Thursday, March 12, 2009

Corn Muffins & Egg Powder

I just got whole egg powder at the preparedness store. I thought it would be a nice thing to store. I wondered if it would change the quality to recipes. So far I have tried a cookie mix and corn bread from scratch. Both have turned out great. What kind of powder have you bought and do you like it?

Corn Muffins

1 cup flour

4 tbsp sugar

4 tsp. baking powder

1 tsp salt

1 cup corn meal

1 egg or (1 tbsp of egg powder with 3 tbsp water)

1 cup milk

¼ cup vegetable oil


Sift flour with sugar, baking powder and salt. Stir in corn meal. Beat egg slightly. Add milk and oil. Combine with dry ingredients, stirring until moist.

Bake at 425’ for 10 minutes


  1. I've bought some (Blue Chip Brand) but haven't opened it yet. Thanks for posting this recipe; I have wanted to try it out but wasn't sure how to use it.

  2. Actually the can says "Morning Moos" but I think it is a Blue Chip product.

  3. Okay, here I am again commenting about egg powder. I have a sheet of paper showing the shelf life of Blue Chip products, and whole egg powder is supposed to have a 5-10 year shelf life.

    Until just now, I never bothered to look too closely at the can... but it says that 1 T. of dry powder equals 1 egg, and that there are 226 servings (eggs) in the can. So, in my can, there are almost 19 dozen eggs. Wow.

    Jana: what product do you have and how many eggs come in it?

  4. Jana...question on egg powder. Does it matter if you have egg whites, 'scrambled eggs' or whole eggs for these recipes? I was inspired by your post to go by powdered eggs and had no idea there would be choices.

    By the way Brenda, I ended up buying whole eggs and there are only 170 servings in my can.

  5. Kat: I am surprised at such a serving difference. You bought it at Macey's, yes?

  6. yes...I noticed the scrambled egg can was more along the serving lines as yours. That's when I started wondering about the difference between the three types and what that meant for baking.

  7. Whole Egg powder is for baking only. Egg white powder is for baking only too, but only for things that call for egg white such as angel food cake and white cake. Scrambled egg powder is for being able to scramble yourself some eggs. Does that help?

    226 and 170 SERVINGS!! That is craziness!! My can only came with 96 servings. It cost $21.90 and the brand is rainy day foods.
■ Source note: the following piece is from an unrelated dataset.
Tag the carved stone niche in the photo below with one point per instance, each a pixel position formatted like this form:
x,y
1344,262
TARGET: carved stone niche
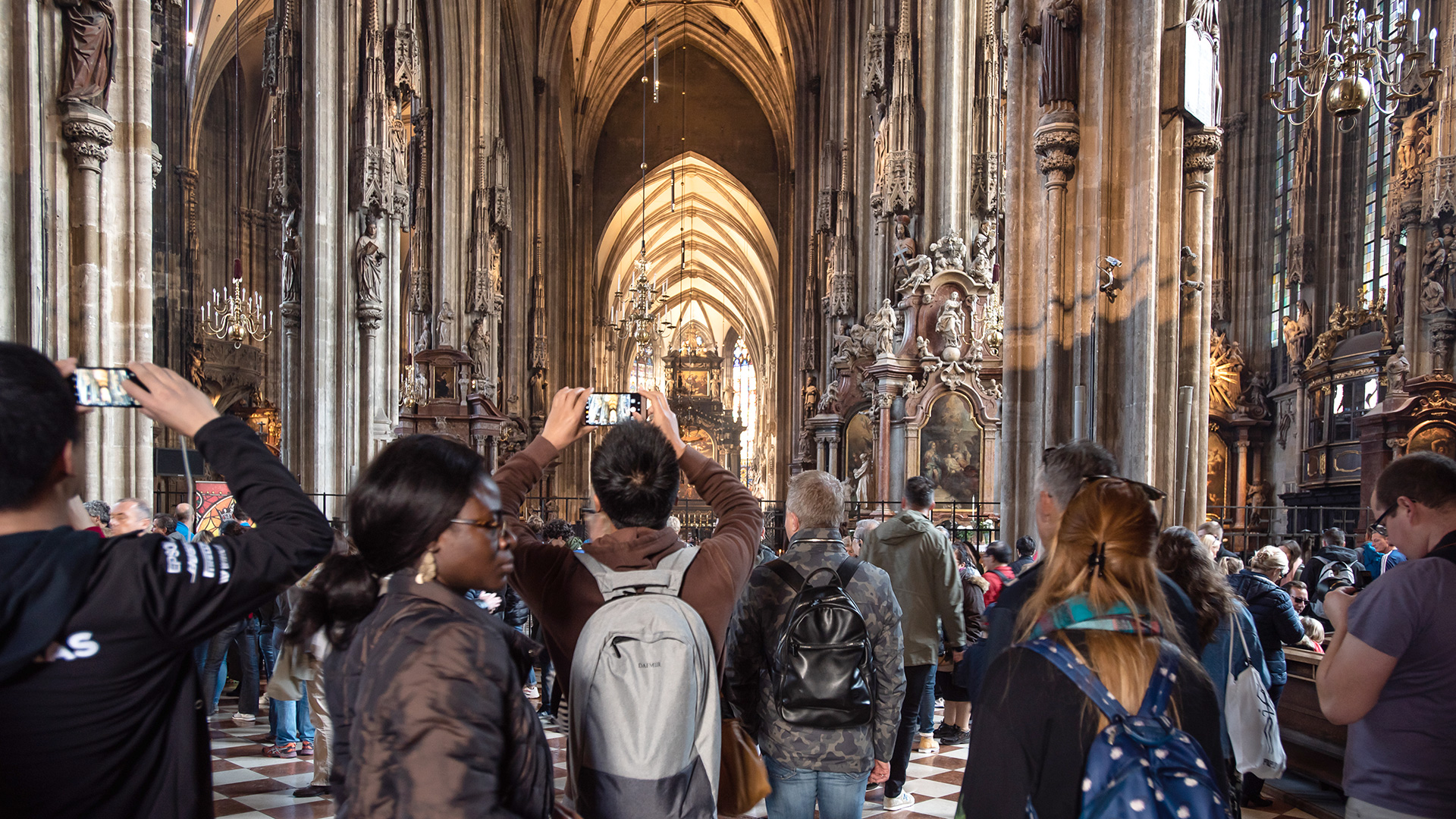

How much did yours cost?

    The lady at the preparedness store said it could last 20 to 30 years. She also said to put it in a gallon storage bag after opened and then put it back in the container. Opened could last you 2 to 3 years.

    I really wanted to store it, but wanted to make sure it worked good. I am satisfied!

  8. Dave is making oatmeal cookies with it right now. I'll let you know if it turns out...

  9. Cookies turned out great with whole egg powder!

  10. It has been awhile since I bought my egg powder but I think it was about 19 bucks a can (but I can't be certain.)

    Current ad at Macey's has Morning Moo's (a Blue Chip product) listed for these prices:

    whole or scrabbled for 18.99 (36 oz.),
    egg whites for 22.99 (2.25 lbs)

    They have another brand, Mountain House, which is scrambled eggs with bacon in a 20.3 oz. can for 23.99.

    Thanks for the report on the cookies. This is giving me a lot of encouragement about its uses. Now I need to figure out how many eggs I'd need per year and buy accordingly.

  11. I got it at Macey's for $18.99 for the Whole Eggs.